How ECDSA was incorporated into Bitcoin

When Satoshi Nakamoto, a mystical founder of the first crypto, started working on Bitcoin, one of the key points was to select the signature schemes for an open and public financial system. The requirements were clear. An algorithm should have been widely used, understandable, safe enough, easy, and, what is more important, open-sourced.

Of all the options available at that time, he chose the one that met these criteria: Elliptic Curve Digital Signature Algorithm, or ECDSA.

At that time, native support for ECDSA was provided in OpenSSL, an open set of encryption tools developed by experienced cipher banks in order to increase the confidentiality of online communications. Compared to other popular schemes, ECDSA had such advantages as:

These are extremely useful features for digital money. At the same time, it provides a proportional level of security: for example, a 256-bit ECDSA key has the same level of security as a 3072-bit RSA key (Rivest, Shamir и Adleman) with a significantly smaller key size.

Basic principles of ECDSA

ECDSA is a process that uses elliptic curves and finite fields to “sign” data in such a way that third parties can easily verify the authenticity of the signature, but the signer himself reserves the exclusive opportunity to create signatures. In the case of Bitcoin, the “data” that is signed is a transaction that transfers ownership of bitcoins.

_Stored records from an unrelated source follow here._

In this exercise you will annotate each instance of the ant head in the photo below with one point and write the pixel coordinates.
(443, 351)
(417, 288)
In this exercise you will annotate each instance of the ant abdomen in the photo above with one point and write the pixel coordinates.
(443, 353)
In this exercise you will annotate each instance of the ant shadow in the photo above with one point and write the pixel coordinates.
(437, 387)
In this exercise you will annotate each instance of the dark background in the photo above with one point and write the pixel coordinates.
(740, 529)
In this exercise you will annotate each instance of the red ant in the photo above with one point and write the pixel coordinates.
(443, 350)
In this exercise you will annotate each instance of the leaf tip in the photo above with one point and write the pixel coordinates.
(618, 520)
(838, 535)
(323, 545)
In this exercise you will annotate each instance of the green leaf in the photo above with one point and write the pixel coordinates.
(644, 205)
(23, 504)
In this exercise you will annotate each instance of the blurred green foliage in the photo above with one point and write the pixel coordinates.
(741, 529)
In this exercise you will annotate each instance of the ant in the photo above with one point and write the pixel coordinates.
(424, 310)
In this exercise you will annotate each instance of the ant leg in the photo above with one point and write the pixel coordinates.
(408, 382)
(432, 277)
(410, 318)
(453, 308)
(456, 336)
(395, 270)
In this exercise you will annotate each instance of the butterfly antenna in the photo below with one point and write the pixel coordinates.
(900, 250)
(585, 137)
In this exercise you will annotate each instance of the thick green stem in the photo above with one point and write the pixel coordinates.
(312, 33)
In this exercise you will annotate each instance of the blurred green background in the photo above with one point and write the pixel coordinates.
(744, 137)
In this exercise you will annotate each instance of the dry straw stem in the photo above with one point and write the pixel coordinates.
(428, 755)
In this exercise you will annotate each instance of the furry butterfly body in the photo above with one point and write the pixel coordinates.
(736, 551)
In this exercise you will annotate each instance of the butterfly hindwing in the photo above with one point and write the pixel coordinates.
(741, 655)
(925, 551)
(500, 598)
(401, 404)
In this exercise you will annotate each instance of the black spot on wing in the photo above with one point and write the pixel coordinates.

ECDSA two separate procedures for signing and verifying. Each procedure is an algorithm consisting of several arithmetic operations. The signature algorithm uses the private key, and the verification algorithm uses only the public key.

To use ECDSA, such protocol as Bitcoin must fix a set of parameters for the elliptic curve and its finite field, so that all users of the protocol know and apply these parameters. Otherwise, everyone will solve their own equations, which will not converge with each other, and they will never agree on anything.

For all these parameters, Bitcoin uses very, very large (well, awesomely incredibly huge) numbers. It is important. In fact, all practical applications of ECDSA use huge numbers. After all, the security of this algorithm relies on the fact that these values are too large to pick up a key with a simple brute force. The 384-bit ECDSA key is considered safe enough for the NSA’s most secretive government service (USA).

Replacement of ECDSA

Thanks to the hard work done by Peter Wuille (a famous cryptography specialist) and his colleagues on an improved elliptical curve called secp256k1, Bitcoin’s ECDSA has become even faster and more efficient. However, ECDSA still has some shortcomings, which can serve as a sufficient basis for its complete replacement. After several years of research and experimentation, a new signature scheme was established to increase the confidentiality and efficiency of Bitcoin transactions: Schnorr’s digital signature scheme .

Schnorr’s signature takes the process of using “keys” to a new level. It takes only 64 bytes when it gets into the block, which reduces the space occupied by transactions by 4%. Since transactions with the Schnorr signature are the same size, this makes it possible to pre-calculate the total size of the part of the block that contains such signatures. A preliminary calculation of the block size is the key to its safe increase in the future.

Originally published at https://coinjoy.io.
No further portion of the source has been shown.